Loss(x,c,l,g)＝1/N(mbox_conf(x,c)+α*mbox_loc(x,l,g))

wherein, the weight proportion alpha takes the value range of 0-1, N is the number of positive samples of the group Truth (target real frame), c is the category confidence prediction value, l is the position prediction value of the prediction frame, and g is the position parameter of the group Truth;

the position error mbox_loc is calculated using SmoothL1 loss:

wherein k represents the category to which the group Truth belongs,indicating whether the ith prediction frame and the jth real frame are matched with each other with respect to the category k, wherein the matching is 1, otherwise, the matching is 0;

the confidence error mbox_conf is obtained by the softmaxloss method:

wherein p represents the predicted class of the prediction,indicating whether the ith prediction box and the jth real box match with respect to class p.

The detection process in the step F is as follows:

F1. image color transformation: since the image format acquired by the monitoring camera is YUV type and the network input is BGR format, the image color format is converted from YUV to BGR format, the conversion conditions are as follows,

B＝Y+1.779*(U-128)

G＝Y-0.3455*(U-128)-0.7169*(V-128)

R＝Y+1.4075*(V-128)

F3. filtering the result, namely filtering out false detection targets by limiting the confidence coefficient of the targets; the most accurate target type information is obtained through the definition of an intersectional-over-Union (IOU); the most accurate target location information (x, y, w, h) is obtained by Non-maximal suppression (Non-Maximum Suppression, NMS).

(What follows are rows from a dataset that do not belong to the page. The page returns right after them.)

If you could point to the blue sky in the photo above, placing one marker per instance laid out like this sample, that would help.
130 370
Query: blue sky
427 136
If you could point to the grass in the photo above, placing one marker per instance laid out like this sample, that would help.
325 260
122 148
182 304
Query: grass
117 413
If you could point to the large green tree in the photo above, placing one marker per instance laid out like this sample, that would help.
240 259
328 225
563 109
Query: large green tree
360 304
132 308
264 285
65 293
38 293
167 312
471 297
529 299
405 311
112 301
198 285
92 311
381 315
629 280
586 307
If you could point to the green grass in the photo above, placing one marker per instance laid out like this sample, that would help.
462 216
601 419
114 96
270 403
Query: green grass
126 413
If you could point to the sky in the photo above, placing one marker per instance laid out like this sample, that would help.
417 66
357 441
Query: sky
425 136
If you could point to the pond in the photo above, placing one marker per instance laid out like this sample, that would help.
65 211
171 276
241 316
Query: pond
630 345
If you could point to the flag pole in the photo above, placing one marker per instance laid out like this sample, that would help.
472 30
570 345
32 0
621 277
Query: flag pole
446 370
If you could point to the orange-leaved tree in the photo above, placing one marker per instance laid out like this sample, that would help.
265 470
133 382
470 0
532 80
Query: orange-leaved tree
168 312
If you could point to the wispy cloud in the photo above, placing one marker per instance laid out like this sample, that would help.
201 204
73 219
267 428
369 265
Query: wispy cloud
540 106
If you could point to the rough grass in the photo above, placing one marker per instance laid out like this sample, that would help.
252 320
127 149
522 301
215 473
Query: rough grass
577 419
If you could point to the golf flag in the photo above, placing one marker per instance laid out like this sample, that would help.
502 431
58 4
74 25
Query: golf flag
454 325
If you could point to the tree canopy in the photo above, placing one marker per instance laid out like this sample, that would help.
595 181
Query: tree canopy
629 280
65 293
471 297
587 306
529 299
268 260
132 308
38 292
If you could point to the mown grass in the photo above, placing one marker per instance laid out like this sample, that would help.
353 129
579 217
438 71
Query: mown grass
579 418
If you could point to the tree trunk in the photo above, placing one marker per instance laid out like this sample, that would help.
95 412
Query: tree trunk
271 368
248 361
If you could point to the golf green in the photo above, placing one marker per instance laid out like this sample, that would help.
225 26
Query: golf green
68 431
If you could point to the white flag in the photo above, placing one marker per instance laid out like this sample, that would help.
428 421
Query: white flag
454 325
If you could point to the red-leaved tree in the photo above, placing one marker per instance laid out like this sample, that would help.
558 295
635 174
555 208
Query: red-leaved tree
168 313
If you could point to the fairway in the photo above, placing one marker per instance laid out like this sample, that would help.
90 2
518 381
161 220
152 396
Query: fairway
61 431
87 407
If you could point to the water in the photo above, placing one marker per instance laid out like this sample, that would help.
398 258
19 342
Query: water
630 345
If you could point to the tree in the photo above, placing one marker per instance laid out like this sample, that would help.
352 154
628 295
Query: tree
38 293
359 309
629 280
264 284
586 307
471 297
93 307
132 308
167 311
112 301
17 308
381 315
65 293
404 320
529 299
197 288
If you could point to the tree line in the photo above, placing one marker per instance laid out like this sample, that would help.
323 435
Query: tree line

In this embodiment, the confidence level is greater than or equal to 0.8 as the correct target, and then the targets smaller than 0.8 are filtered out; taking IOU greater than or equal to 0.4, and considering as the same target; the NMS threshold was taken to be 0.4.

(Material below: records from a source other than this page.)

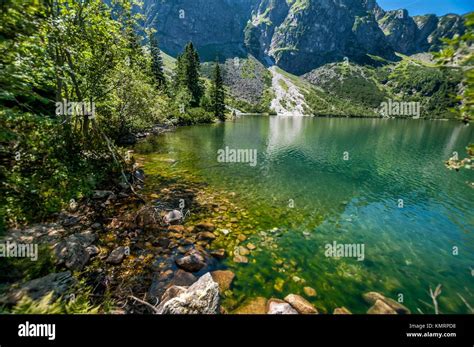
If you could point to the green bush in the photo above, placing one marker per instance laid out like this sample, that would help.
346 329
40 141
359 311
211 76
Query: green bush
194 115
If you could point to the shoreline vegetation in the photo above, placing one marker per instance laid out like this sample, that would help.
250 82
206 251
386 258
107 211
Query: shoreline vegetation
109 240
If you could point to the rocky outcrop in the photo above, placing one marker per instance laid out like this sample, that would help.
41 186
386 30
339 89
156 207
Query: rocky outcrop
216 27
200 298
117 255
73 251
341 310
223 278
276 306
192 262
298 36
253 306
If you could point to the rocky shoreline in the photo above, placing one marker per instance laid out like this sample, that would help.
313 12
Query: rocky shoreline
154 257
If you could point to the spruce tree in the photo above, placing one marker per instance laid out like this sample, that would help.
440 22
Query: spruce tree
218 94
188 75
157 63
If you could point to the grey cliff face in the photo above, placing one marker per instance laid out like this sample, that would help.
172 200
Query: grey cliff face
298 36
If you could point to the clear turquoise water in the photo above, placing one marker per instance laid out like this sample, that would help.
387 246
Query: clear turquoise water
407 249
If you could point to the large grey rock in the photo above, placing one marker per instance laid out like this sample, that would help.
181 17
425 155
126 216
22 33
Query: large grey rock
192 262
174 216
276 306
300 304
72 252
200 298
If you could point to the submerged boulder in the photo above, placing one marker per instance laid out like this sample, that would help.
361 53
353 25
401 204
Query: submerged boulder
256 305
117 255
200 298
276 306
72 252
192 262
173 217
223 278
300 304
380 307
341 310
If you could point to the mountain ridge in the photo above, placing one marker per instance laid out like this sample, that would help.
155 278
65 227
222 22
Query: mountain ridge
296 35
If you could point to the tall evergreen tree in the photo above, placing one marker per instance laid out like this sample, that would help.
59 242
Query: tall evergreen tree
188 75
218 93
157 62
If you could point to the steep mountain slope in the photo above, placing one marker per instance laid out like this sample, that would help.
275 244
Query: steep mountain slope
216 27
296 35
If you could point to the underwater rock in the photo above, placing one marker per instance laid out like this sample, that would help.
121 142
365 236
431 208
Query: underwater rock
223 278
372 297
240 259
101 194
72 251
241 237
341 310
204 226
200 298
173 217
218 253
192 262
277 306
380 307
176 228
117 256
206 235
58 283
279 283
146 217
309 291
241 250
225 231
300 304
183 278
256 305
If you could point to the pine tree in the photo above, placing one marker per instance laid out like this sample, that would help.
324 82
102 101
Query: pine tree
157 63
188 75
218 94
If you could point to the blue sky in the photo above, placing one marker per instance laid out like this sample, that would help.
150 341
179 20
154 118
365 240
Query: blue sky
438 7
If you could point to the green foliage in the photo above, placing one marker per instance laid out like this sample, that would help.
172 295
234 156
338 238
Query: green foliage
157 66
134 104
194 115
74 51
188 75
42 166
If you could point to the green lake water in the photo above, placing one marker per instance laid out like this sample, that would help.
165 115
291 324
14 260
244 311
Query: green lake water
393 194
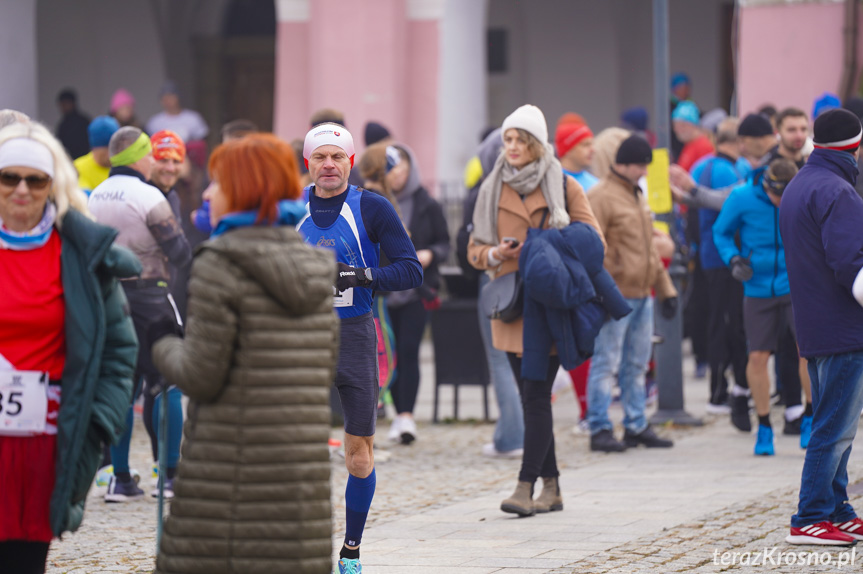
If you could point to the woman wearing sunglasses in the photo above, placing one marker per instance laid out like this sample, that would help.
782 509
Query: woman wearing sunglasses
67 345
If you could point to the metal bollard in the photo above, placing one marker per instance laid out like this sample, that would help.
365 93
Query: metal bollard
163 465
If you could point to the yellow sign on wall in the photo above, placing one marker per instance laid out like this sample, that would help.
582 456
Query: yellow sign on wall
658 189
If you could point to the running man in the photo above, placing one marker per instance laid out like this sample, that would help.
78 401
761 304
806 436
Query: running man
355 225
147 226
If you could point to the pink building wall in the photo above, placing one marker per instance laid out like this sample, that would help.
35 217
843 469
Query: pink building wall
789 54
368 60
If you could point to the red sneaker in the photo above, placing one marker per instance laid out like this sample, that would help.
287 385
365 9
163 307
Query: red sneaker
853 528
822 534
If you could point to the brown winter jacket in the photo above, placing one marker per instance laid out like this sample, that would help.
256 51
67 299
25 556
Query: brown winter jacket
514 218
253 485
630 258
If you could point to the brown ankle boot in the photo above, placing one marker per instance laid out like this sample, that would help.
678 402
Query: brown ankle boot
549 499
521 501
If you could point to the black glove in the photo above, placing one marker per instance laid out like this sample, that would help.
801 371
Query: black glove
162 328
350 277
741 269
669 307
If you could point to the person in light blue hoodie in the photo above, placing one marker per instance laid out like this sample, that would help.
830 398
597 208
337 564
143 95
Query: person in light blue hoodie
752 210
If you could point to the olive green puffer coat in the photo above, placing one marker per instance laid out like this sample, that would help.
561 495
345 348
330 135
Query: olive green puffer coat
253 485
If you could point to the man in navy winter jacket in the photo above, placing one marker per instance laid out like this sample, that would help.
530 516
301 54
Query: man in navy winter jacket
820 220
726 340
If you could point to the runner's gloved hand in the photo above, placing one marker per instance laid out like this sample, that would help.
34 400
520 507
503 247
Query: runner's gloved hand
162 328
669 307
741 269
350 277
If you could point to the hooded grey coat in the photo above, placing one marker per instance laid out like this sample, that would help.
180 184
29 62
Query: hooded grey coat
253 486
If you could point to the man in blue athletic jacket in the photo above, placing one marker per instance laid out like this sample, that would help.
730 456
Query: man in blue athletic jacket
820 219
355 225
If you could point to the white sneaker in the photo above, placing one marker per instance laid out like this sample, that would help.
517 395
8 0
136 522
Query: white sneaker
395 434
582 428
408 429
491 452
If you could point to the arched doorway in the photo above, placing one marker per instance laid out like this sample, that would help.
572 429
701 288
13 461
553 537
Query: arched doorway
235 72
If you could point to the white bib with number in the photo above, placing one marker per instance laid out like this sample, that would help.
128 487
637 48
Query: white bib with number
23 402
343 298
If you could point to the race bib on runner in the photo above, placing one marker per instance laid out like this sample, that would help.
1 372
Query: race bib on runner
343 298
23 402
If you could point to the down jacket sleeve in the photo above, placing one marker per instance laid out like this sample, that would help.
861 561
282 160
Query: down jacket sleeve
726 225
199 364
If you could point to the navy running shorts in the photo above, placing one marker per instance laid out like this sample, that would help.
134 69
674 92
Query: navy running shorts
357 374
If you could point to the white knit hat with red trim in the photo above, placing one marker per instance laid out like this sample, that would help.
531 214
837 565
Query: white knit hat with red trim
837 129
328 134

The foregoing description of the preferred embodiments of the invention is not intended to be limiting, but rather is intended to cover all modifications, equivalents, alternatives, and improvements that fall within the spirit and scope of the invention.

Claims

1. The human-vehicle object detection method based on the video is characterized by comprising the following steps of:

A. collecting data;

B. labeling the data in the step A;

C. generating a training set and a testing set for the marked data;

D. constructing a convolutional neural network;

E. performing model training on the convolutional neural network in the step D;

F. detecting;

the convolutional neural network of the step D comprises the following steps:

conv1_1, conv1_2, conv2_1, conv2_2, conv3_1, conv3_2, conv4_1, conv4_2, conv4_3, conv5_1, conv5_2, conv6_1, conv6_2, conv7_1, conv7_2, conv8_1, conv8_2 convolutional layers;

the training process in the step E is as follows:

E2. position regression and classification probability calculation were performed on the feature maps obtained from conv4_2, conv5_2, conv6_2, conv7_2, and conv8_2, respectively;

in-process feature graphs obtained from Conv4_2, conv5_2, conv6_2, conv7_2 and Conv8_2 are respectively calculated, and finally, the results on the feature graphs are finally fused to obtain final output result information output.

2. The video-based person-vehicle object detection method according to claim 1, wherein: and A, collecting pictures containing various traffic targets in different time periods of various traffic scenes.

3. The video-based person-vehicle object detection method according to claim 1, wherein: and B, marking by taking the circumscribed rectangle of the traffic target as a boundary.

4. The video-based person-vehicle object detection method according to claim 1, wherein: and C, randomly generating a training set and a testing set according to the proportion of 4:1 of the number of pictures.